The war waged by the US-led coalition in Afghanistan that started in October 2001 is an example. The Geneva Conventions and the rules of customary international law were fully applicable to that international armed conflict, which involved the US-led coalition, on the one side, and Afghanistan, on the other. However, much of the violence taking place in other parts of the world that is usually described as ‘terrorist’ is perpetrated by loosely organized groups (networks) or individuals that, at best, share a common ideology. It is doubtful whether these groups and networks can be characterized as party to any type of armed conflict.
‘Terrorism’ is a phenomenon. Both practically and legally, war cannot be waged against a phenomenon, but only against an identifiable party to an armed conflict. For these reasons, it would be more appropriate to speak of a multifaceted ‘fight against terrorism’ rather than a ‘war on terrorism’.
What law applies to persons detained in the fight against terrorism?
1. Persons detained in connection with an international armed conflict waged as part of the fight against terrorism – the case with Afghanistan until the establishment of the new government in June 2002 – are protected by IHL applicable to international armed conflicts.
a) Captured combatants must be granted prisoner-of-war (POW) status and may be held until the end of active hostilities in that international armed conflict. POWs may not be tried merely for participating in hostilities, but they may for any war crimes they might have committed. In this case, they may be held until they have served any sentence that is imposed. If the POW status of a prisoner is in doubt, a competent tribunal must be established to rule on the issue.
b) Civilians detained for imperative reasons of security must be accorded the protection provided for in the Fourth Geneva Convention. Combatants who do not fulfil the criteria for POW status (who, for example, do not carry arms openly) or civilians who have taken a direct part in hostilities in an international armed conflict (so-called ‘unprivileged’ or ‘unlawful’ belligerents) are protected by the Fourth Geneva Convention provided they are enemy nationals. Unlike POWs, such persons may be tried under the domestic law of the detaining State for taking up arms, as well as for any criminal acts they might have committed. They may be imprisoned until they have served any sentence that is imposed. If they are not prosecuted, they must be released as soon as the imperative reasons of security that led to their internment cease to exist.
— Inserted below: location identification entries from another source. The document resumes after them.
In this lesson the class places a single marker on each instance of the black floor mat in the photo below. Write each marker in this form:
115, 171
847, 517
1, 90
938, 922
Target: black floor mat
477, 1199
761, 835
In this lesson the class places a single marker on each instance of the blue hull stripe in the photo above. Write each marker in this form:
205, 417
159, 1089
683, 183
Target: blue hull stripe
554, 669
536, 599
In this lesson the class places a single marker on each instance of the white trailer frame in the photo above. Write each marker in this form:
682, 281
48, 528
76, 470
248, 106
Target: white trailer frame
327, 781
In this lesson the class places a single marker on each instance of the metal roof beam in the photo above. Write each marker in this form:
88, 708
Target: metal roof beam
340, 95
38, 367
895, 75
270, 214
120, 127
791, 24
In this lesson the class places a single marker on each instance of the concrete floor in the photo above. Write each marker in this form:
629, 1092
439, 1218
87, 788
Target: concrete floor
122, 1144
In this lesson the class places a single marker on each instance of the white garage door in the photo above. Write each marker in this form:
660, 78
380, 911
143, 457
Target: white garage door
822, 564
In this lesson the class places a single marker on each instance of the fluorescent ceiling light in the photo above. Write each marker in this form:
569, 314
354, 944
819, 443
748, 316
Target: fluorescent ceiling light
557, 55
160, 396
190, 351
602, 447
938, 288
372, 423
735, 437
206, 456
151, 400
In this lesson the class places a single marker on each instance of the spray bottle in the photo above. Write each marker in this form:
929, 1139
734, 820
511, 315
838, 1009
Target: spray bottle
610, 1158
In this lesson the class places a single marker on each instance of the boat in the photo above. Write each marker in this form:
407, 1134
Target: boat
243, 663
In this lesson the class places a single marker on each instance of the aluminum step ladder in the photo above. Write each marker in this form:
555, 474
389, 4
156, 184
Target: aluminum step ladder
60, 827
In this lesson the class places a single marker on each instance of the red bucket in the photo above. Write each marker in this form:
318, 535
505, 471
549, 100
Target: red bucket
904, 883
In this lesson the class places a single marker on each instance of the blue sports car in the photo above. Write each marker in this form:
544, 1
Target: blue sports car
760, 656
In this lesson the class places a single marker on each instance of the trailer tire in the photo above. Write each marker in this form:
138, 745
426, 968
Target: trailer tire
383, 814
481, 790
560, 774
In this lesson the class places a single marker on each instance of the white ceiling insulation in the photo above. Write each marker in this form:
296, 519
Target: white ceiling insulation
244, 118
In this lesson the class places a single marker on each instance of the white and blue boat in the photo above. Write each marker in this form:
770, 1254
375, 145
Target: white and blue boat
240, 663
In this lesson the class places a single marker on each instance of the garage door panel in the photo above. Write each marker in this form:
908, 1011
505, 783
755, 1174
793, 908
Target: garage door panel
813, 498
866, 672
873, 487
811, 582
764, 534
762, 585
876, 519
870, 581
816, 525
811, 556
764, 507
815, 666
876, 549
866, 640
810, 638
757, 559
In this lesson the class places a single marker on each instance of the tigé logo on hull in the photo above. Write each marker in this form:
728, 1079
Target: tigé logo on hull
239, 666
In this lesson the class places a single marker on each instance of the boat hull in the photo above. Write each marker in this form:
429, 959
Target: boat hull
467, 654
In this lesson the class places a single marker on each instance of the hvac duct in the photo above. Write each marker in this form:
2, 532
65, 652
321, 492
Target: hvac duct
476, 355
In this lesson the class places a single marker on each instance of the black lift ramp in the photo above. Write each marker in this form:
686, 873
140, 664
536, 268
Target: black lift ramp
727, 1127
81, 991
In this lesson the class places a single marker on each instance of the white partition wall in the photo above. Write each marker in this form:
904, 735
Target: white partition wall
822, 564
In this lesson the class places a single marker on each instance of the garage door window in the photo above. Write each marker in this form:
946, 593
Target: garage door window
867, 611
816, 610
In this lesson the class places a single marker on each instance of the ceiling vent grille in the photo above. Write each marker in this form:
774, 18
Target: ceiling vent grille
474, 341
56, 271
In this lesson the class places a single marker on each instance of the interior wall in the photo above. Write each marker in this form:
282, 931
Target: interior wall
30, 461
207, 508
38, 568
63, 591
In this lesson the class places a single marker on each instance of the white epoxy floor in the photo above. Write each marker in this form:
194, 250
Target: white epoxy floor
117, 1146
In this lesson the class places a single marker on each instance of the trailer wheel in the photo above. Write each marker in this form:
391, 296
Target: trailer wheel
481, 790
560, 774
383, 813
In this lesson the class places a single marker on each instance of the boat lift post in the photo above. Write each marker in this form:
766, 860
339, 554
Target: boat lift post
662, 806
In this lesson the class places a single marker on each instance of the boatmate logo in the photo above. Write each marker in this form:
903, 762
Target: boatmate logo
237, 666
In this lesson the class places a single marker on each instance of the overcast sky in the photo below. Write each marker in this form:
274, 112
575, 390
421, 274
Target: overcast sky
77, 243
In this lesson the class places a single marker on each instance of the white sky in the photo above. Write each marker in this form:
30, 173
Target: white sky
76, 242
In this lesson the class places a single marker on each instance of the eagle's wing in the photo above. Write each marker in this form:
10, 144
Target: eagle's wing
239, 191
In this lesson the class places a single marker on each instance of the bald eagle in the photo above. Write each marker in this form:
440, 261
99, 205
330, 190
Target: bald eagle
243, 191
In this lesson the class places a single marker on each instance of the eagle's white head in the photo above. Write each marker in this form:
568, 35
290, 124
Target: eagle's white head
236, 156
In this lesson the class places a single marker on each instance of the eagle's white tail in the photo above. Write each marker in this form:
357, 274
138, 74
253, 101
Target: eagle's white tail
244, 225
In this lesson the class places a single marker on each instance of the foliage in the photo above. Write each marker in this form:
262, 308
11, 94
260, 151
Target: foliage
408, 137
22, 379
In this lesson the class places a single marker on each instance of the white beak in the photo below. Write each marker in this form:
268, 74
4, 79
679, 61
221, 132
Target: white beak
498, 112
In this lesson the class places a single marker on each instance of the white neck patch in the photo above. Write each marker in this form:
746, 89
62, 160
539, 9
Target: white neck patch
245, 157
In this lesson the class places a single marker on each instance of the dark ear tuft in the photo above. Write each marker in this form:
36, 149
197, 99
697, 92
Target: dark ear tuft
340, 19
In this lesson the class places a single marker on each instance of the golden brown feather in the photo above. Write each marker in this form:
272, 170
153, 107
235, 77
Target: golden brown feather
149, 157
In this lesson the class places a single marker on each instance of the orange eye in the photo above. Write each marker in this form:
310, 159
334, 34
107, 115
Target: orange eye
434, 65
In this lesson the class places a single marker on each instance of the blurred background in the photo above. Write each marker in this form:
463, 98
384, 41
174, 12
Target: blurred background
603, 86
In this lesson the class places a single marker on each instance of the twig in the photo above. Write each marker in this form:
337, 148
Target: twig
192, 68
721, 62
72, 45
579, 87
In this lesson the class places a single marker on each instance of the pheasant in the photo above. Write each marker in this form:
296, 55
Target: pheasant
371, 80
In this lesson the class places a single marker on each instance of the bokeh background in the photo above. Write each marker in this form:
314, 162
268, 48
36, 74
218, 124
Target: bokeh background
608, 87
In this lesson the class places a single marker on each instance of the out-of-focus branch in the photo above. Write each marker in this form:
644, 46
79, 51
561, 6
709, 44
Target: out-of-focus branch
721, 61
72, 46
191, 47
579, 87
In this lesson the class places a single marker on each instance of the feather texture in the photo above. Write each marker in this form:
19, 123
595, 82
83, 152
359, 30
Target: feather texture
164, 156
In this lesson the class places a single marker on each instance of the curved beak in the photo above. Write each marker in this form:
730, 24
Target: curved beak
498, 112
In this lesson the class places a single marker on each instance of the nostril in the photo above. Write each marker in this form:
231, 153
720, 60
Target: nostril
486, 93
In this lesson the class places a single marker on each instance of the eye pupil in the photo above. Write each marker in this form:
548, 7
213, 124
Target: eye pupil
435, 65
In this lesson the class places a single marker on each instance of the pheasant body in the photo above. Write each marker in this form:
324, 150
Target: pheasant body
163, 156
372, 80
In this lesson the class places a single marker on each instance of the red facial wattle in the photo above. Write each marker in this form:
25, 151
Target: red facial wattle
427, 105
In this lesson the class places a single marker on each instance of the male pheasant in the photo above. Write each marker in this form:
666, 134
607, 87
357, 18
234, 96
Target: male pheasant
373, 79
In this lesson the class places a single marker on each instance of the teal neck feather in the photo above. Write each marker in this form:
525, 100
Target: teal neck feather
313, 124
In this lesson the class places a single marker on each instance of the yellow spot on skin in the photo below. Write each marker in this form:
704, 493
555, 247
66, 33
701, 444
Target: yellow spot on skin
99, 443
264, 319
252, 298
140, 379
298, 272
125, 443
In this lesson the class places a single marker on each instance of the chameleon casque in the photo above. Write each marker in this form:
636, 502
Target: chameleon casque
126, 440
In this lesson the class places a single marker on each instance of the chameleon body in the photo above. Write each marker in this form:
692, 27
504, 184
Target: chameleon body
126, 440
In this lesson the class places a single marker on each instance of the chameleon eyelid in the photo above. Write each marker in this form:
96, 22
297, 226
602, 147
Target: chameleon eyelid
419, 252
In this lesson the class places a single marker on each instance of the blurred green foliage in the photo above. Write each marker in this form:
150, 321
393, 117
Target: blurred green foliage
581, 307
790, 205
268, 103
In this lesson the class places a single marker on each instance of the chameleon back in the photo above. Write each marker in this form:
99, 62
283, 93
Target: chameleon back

2. Persons detained in connection with a non-international armed conflict waged as part of the fight against terrorism are protected by common Article 3, Additional Protocol II when applicable and the relevant rules of customary IHL. The rules of human rights law and domestic law also apply to them. They are entitled to the fair trial guarantees of IHL and human rights law if they are tried for crimes they might have committed.
3. All persons detained outside of an armed conflict in the fight against terrorism are protected by the domestic law of the detaining State and by human rights law. They are protected by the fair trial guarantees of these bodies of law if they are tried for crimes they might have committed.No person captured in the fight against terrorism can be considered to be outside the law. There is no such thing as a ‘black hole’ in terms of legal protection.